简体繁体 English

AWS Autoscaling on CloudWatch SQS 指标问题

[英]AWS Autoscaling on CloudWatch SQS metric problem

原文 2020-12-04 13:58:58 6 1 amazon-web-services/ amazon-sqs/ autoscaling/ aws-auto-scaling

In my aws account I have a ASG setup for my SQS consumer.在我的 aws 帐户中，我为我的 SQS 消费者设置了 ASG。 It has a min capacity of 3 and max capacity of 8. The termination policy is set to "default".它的最小容量为 3，最大容量为 8。终止策略设置为“默认”。 It has 2 simple scaling policies which are attached to a cloud watch alarm which monitors the size of the SQS queue.它有 2 个简单的扩展策略，附加到监控 SQS 队列大小的云监视警报。

Here is the threshold for the cloud watch alarm ApproximateNumberOfMessagesVisible >= 10 for 1 consecutive periods of 300 seconds for the metric dimensions .这是ApproximateNumberOfMessagesVisible >= 10 for 1 consecutive periods of 300 seconds for the metric dimensions的阈值。

When the cloud watch alarm state is "alarming" after 300 seconds then the ASG adds 1 instance until it hits the max capacity.当云监视警报 state 在 300 秒后“警报”时，ASG 会添加 1 个实例，直到达到最大容量。 Likewise, when the cloud watch alarm state is "ok" after 300 seconds then the ASG removes 1 instance until it hits the min capacity.同样，当云监视警报 state 在 300 秒后“正常”时，ASG 会删除 1 个实例，直到达到最小容量。

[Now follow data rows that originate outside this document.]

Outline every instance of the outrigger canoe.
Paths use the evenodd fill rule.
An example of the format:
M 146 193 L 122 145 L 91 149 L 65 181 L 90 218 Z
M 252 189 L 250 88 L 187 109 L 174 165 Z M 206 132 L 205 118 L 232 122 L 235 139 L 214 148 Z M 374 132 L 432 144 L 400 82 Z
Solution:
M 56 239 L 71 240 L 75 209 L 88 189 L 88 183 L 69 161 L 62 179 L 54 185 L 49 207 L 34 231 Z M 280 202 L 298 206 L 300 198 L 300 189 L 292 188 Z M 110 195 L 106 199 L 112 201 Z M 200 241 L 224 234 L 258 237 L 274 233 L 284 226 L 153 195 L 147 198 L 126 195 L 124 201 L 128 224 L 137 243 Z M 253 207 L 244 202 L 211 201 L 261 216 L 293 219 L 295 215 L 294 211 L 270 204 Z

The ASG seems to scale up to max capacity with no issues. ASG 似乎可以毫无问题地扩展到最大容量。 The problem I'm running into however, occurs when the ASG scales back down.然而，我遇到的问题是在 ASG 缩减时发生的。 When the alarm state goes from "alarming" back to "ok" the ASG just seems to randomly pick an instance to shutdown.当警报 state 从“警报”变回“正常”时，ASG 似乎只是随机选择要关闭的实例。 This is a problem if the instance it is shutting down is currently processing an SQS message.如果它正在关闭的实例当前正在处理 SQS 消息，则这是一个问题。

For example, if my SQS queue has 20 visible messages then my ASG will scale up, lets say to 8. Once the visible messages are below or equal to 10 the ASG will start to terminate instances from my ASG.例如，如果我的 SQS 队列有 20 条可见消息，那么我的 ASG 将扩大，假设为 8。一旦可见消息低于或等于 10，ASG 将开始从我的 ASG 中终止实例。 But, it might pick a instance which is processing an SQS message.但是，它可能会选择一个正在处理 SQS 消息的实例。 If it does, then that SQS message goes into my DLQ.如果是这样，那么该 SQS 消息将进入我的 DLQ。

Has anyone run into this issue before?有没有人遇到过这个问题？

Is there a way to configure the ASG to monitor the SQS length and only terminate instances which have finished processing a messages?有没有办法将 ASG 配置为监控 SQS 长度并仅终止已完成消息处理的实例？ Maybe when the SQS is "ok" and the instance has low CPU?也许当 SQS 是“好的”并且实例的 CPU 较低时？ Or, should I be setting the threshold in my cloud watch alarm to something like 2?或者，我应该将我的云监视警报中的阈值设置为 2 之类的东西吗？

1 个解决方案

Your app needs to explicitly tell the asg an instance cannot currently be killed.您的应用程序需要明确告诉 asg 实例当前不能被杀死。 Check out the docs for Instance scale-in protection .查看Instance scale-in protection的文档。

You need to do something like this before starting to process the message:在开始处理消息之前，您需要执行以下操作：

aws autoscaling set-instance-protection --instance-ids i-5f2e8a0d --auto-scaling-group-name my-asg --protected-from-scale-in

Then process your message from the protected instance i-5f2e8a0d in autoscale group my-asg .然后处理来自自动缩放组my-asg中受保护实例i-5f2e8a0d的消息。 Finally deactivate instance protection when your done processing with:最后在您完成处理后停用实例保护：

aws autoscaling set-instance-protection --instance-ids i-5f2e8a0d --auto-scaling-group-name my-asg --no-protected-from-scale-in

Once a machine is protected the ASG will be unable to terminate it.一旦机器受到保护，ASG 将无法终止它。 Once the protection is turned off the instance is available to be terminated and autoscaling will continue to scale as expected.关闭保护后，可以终止实例，并且自动缩放将继续按预期扩展。 If all the instances are protected autoscaling will not terminate any instances (so be careful you always turn off instance protection or you might get stuck fully scaled up).如果所有实例都受到保护，则自动缩放不会终止任何实例（因此请注意，您始终关闭实例保护，否则您可能会在完全扩展时卡住）。